Symptoms of vascular dementia vary depending on the part of the brain affected by reduced blood flow. Unlike Alzheimer's, which primarily impacts memory, vascular dementia is more associated with speed of thinking and problem-solving. People with vascular dementia may experience confusion, reduced ability to concentrate, difficulty organizing thoughts and actions, trouble with tasks they used to handle easily, and declining communication skills. They may also show signs of restlessness, agitation, depression, hallucinations, and loss of interest in activities.

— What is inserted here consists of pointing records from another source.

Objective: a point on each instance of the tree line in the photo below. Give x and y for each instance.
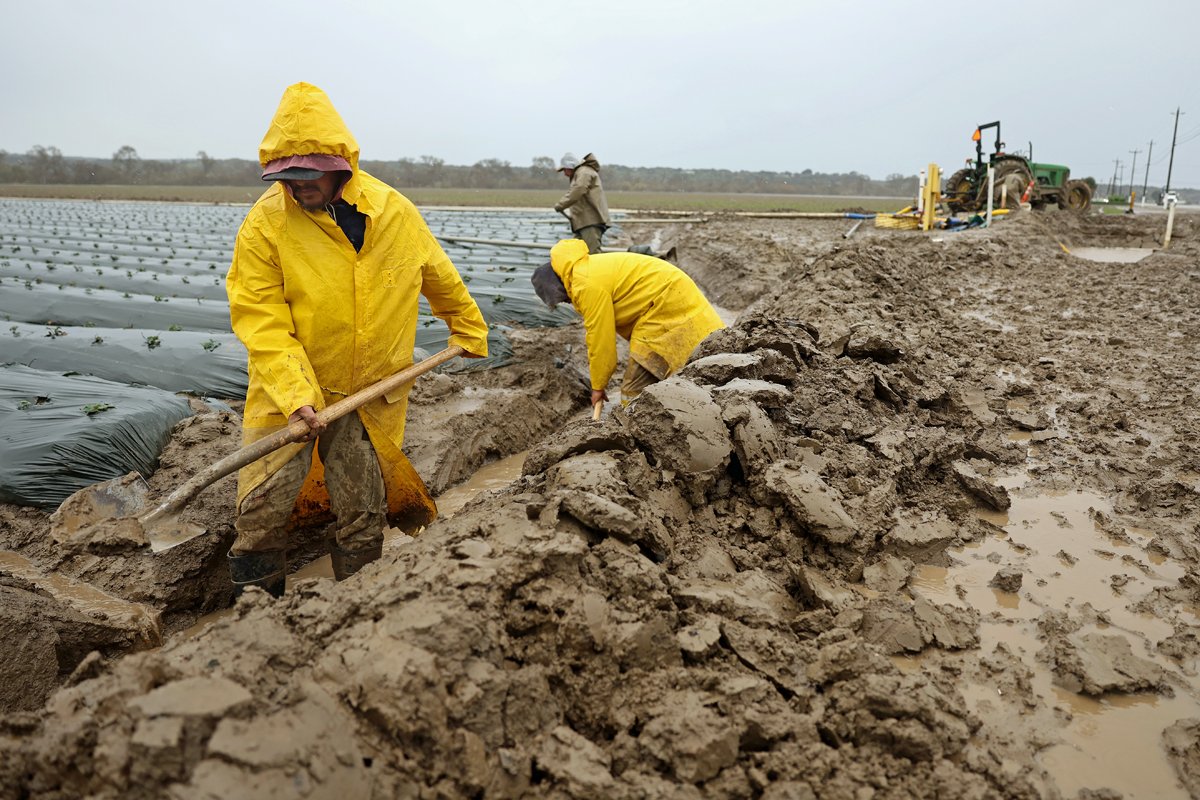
(47, 164)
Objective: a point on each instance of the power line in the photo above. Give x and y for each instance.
(1145, 181)
(1171, 162)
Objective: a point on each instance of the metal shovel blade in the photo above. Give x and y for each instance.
(105, 518)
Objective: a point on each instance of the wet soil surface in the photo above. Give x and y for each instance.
(922, 524)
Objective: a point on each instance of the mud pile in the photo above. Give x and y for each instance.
(663, 600)
(63, 603)
(714, 591)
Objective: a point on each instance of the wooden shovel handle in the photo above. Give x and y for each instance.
(294, 432)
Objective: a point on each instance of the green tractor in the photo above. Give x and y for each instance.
(1047, 184)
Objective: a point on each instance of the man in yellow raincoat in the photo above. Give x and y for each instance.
(323, 290)
(648, 301)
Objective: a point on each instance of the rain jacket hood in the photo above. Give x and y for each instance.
(648, 301)
(323, 320)
(305, 124)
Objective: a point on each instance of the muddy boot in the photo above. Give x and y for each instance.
(267, 570)
(347, 563)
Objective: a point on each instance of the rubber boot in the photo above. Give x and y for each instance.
(347, 563)
(267, 570)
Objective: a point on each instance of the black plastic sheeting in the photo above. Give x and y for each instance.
(51, 446)
(179, 361)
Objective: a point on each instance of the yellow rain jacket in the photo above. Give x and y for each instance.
(322, 320)
(646, 300)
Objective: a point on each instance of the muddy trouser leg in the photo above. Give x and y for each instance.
(258, 557)
(357, 494)
(635, 380)
(591, 236)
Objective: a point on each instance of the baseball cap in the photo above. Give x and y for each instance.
(304, 168)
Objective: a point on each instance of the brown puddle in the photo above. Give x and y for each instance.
(1068, 561)
(495, 475)
(1113, 254)
(84, 597)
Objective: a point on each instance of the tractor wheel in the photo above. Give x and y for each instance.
(1078, 196)
(958, 190)
(1011, 181)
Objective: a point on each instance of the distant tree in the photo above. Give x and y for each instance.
(430, 173)
(46, 164)
(126, 161)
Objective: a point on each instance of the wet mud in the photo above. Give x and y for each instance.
(923, 523)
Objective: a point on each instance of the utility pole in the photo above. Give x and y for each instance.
(1145, 182)
(1133, 170)
(1170, 163)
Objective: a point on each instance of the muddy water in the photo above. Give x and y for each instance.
(1113, 254)
(84, 597)
(1069, 561)
(495, 475)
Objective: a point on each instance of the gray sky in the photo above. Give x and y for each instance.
(875, 86)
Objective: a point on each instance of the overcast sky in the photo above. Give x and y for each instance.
(871, 86)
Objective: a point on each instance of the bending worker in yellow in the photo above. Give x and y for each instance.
(323, 292)
(646, 300)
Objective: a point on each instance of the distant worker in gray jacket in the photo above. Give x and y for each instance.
(585, 204)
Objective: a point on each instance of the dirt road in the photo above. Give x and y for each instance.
(922, 524)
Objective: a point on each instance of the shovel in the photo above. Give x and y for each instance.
(111, 517)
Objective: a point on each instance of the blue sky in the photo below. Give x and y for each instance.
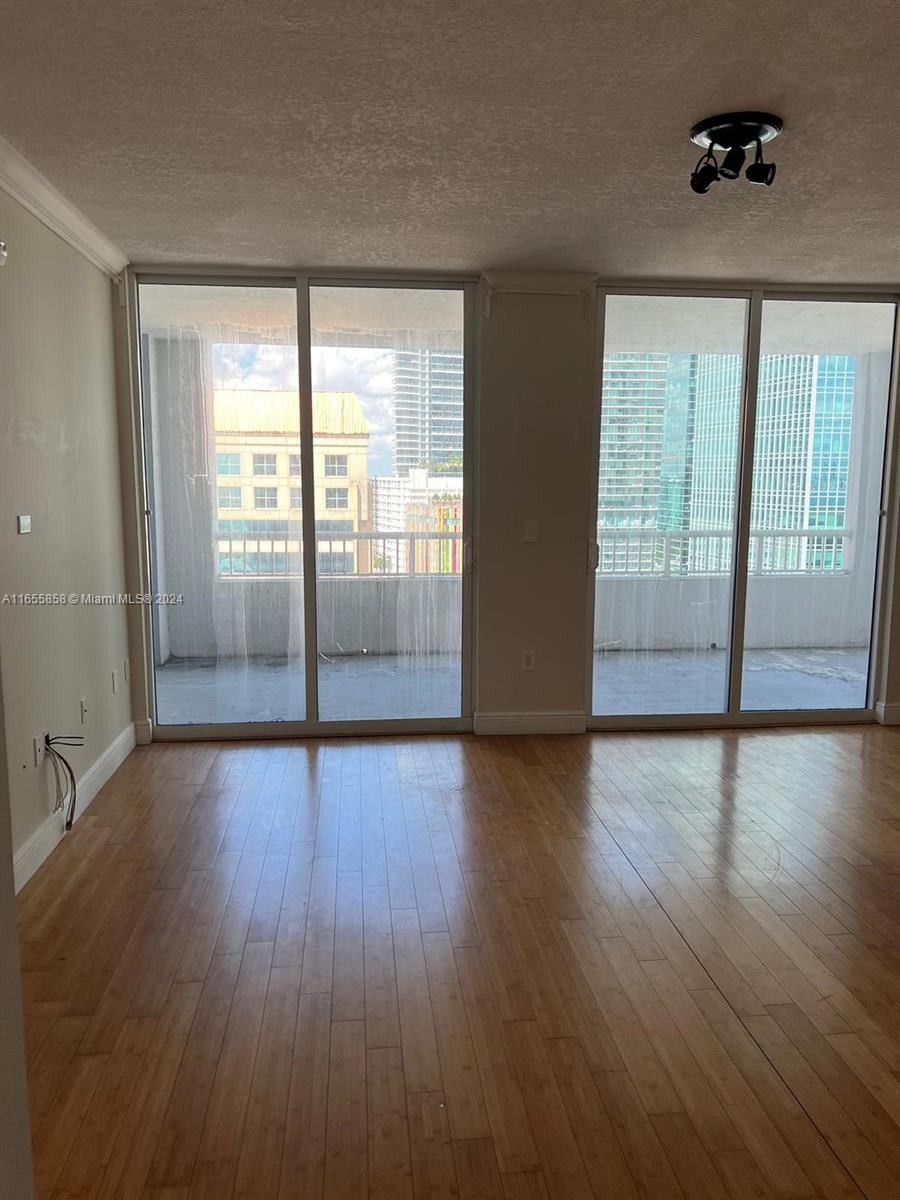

Vascular dementia can develop suddenly following a stroke (post-stroke dementia) or progress gradually after multiple strokes or transient ischemic attacks (TIAs). Preventing vascular dementia involves maintaining heart health and managing risk factors such as blood pressure, cholesterol levels, diabetes, and smoking. Regular physical activity, a healthy low-fat diet, and stress management are essential components of reducing the risk of vascular dementia.
While vascular dementia remains a significant concern, the incidence is declining due to increased awareness and lifestyle changes that prioritize heart health. Preventive measures can have a positive impact on reducing the risk of developing vascular dementia and maintaining overall cognitive well-being.